In 2015 en begin 2016 was er ook al een enorme daling in de olieprijs. Dit kwam voornamelijk omdat steeds meer landen begonnen met het produceren en exporteren van olie. Neem daar nog de snel ontwikkelende technologie in mee en het resultaat: een productieoverschot. Sindsdien zitten de olieprijzen nog steeds in een negatieve trend, met af en toe kleine marktschommelingen. Sommige landen hebben sindsdien geanticipeerd op een soortgelijke daling, zodat ze er financieel niet al te veel problemen mee zouden krijgen als het nog een keer voorkomt. Een voorbeeld van zo’n land is Rusland. De Russische overheid heeft stevig gesneden in de uitgaven en tegelijkertijd de inkomsten opgekrikt. Experts scharen Rusland onder de landen met het grootste kapitaaloverschot ter wereld. Saoedi-Arabië is eveneens een financieel erg sterk land. Daarom hebben onder andere Rusland en Saoedi-Arabië op dit moment het minst last van de prijsdaling. Economen denken zelfs dat Rusland en Saoedi-Arabië de daling in de prijs van olie aanmoedigen, om zo een groot deel van het marktaandeel te kunnen veroveren.
Einde nog ver te zoeken
Sinds de negatieve trend van de olieprijs inzette is er hard gewerkt om te proberen de prijs te stabiliseren.
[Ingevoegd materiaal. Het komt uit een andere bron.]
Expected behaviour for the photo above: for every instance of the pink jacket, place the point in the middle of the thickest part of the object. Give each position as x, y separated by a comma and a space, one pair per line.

Onderhandelingen en afspraken lijken hiervoor het belangrijkste instrument om het voor alle exporteurs zo eerlijk mogelijk te houden. Zonder de economische recessie waarin we zijn beland door het Covid-19 virus was het al lastig genoeg om deze afspraken te verwezenlijken en om zo de prijs stabiel te houden, maar met de Covid-19 uitbraak is een stabilisatie al helemaal ver te zoeken. Toch krabbelt de olieprijs door de marktwerking vaak wel weer op naar een redelijk niveau. Als ik als gierige Nederlander dus toch een advies mag geven: investeer niet in wc-papier, maar in jerrycans, nu het nog kan!